Ma si convinse che non ci sono trucchi. Durante l’esistenza si capisce poco per volta che partecipiamo ad un concorso truccato. Nessuno vince. Tutti perdono. La maturità serve solo per imparare questa lezione. Una lezione che però non si può tramandare; una specie di maledizione.
Quegli scheletri erano tornati a chiamarla.
Le dava un fastidio enorme. Quando era più giovane questo pensiero la terrorizzava, ora si rodeva il fegato per sentirsi ancora così debole. Nonostante la sua corazza nera.

*

Una di quelle sere dopo alcuni fatti si persuase che mamma e cucciolo volessero stare insieme ma ognuno con l'indipendenza del proprio corpo.
Riesumò i corpi e rimase a lungo a guardare quelle ossa incastrate l’una con l’altra. E poi estrasse delicatamente ma con mano fredda e ferma il cucciolo dallo scheletro del bacino della madre. Finalmente era nato.

*

Passò tanto tempo e un giorno, ormai donna, decise per qualche motivo che non ricordava di allontanare i due scheletri. Prima in due contenitori diversi ma adiacenti poi in due camere diverse.

*

Passarono altri anni e LEI arrivò nuovamente.
Mancava da parecchio. Era un po' invecchiata. Ora era una bella donna. Due bimbi con lei. Maschietto e femminuccia: sono eccitati, non parlano, ma non hanno paura. La mamma apre un armadio indicando la figlia e dice qualcosa al figlio che immediatamente esce dalle camera indicando la vecchia mensola sopra il suo letto da bambina, in nostra direzione! Arrivano di corsa entrambi coi nostri scheletri e ci adagiano in una teca di vetro nuovamente vicini. Prima di uscire la mamma chiama i figli per far loro vedere come aprire la teca e tirarci fuori, nel caso...

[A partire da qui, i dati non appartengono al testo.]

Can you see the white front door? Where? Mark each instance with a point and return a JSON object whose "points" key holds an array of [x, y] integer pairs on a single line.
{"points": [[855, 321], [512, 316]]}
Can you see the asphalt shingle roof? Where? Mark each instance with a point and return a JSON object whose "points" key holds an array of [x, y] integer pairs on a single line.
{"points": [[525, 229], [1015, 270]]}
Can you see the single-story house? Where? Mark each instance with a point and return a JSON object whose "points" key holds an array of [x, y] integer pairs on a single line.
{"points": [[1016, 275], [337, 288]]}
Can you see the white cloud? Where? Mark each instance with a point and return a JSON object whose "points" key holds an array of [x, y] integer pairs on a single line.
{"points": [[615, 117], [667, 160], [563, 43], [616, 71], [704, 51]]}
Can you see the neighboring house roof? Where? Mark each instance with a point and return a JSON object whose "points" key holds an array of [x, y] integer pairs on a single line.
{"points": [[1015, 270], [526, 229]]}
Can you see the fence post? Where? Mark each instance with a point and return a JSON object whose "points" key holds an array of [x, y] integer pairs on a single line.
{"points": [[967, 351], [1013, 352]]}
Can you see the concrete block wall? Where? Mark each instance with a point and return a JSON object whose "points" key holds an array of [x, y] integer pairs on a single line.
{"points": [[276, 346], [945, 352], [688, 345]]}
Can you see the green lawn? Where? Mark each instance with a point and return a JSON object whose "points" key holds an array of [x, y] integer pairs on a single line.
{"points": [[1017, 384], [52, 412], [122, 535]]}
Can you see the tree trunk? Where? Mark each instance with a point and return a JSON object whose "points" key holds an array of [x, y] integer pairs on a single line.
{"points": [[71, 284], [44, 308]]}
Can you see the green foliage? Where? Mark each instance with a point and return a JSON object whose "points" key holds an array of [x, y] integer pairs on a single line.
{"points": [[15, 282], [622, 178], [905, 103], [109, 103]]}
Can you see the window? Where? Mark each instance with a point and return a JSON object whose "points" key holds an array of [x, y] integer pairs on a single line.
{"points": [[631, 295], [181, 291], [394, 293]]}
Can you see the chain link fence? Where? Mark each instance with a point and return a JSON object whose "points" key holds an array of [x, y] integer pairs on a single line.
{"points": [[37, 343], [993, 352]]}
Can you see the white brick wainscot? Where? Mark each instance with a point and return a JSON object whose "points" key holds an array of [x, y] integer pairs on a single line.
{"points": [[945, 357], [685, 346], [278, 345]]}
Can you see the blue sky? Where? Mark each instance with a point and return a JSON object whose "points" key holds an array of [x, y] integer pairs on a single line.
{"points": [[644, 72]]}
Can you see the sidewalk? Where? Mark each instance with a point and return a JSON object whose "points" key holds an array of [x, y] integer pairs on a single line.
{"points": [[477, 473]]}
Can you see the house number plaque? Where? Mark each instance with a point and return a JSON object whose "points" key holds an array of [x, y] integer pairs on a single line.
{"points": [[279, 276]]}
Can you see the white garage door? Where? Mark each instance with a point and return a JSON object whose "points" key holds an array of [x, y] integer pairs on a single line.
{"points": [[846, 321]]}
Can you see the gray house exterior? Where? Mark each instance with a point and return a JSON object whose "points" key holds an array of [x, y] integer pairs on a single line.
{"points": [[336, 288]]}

In mezzo c'erano stati tradimenti, morte e dolori senza fine. Ma poi passa tutto e si scopre che è un po' quello che capita a tutti. E soprattutto che non ti tocca più. Appare tutto estraneo. La giovinezza.
Eccoli eccoli che tornano ancora, i suoi figli.  Allontanano e riuniscono i nostri due scheletri in una danza senza fine.

*
È finito, disse Tamun disperdendo le lacrime nel suo sorriso.
Scrivi molto bene, rispose Haru riuscendo a evitare di chiederle chi stesse parlando nel finale del suo sogno. Pensò che forse si era immedesimata nei due scheletri, che quei due scheletri impersonificassero loro; pensò che lei scrive, lei è un po’ artista, ma pensò soprattutto che fosse il caso di finire di pensare perché quando è con lei non serve o semplicemente può non farlo.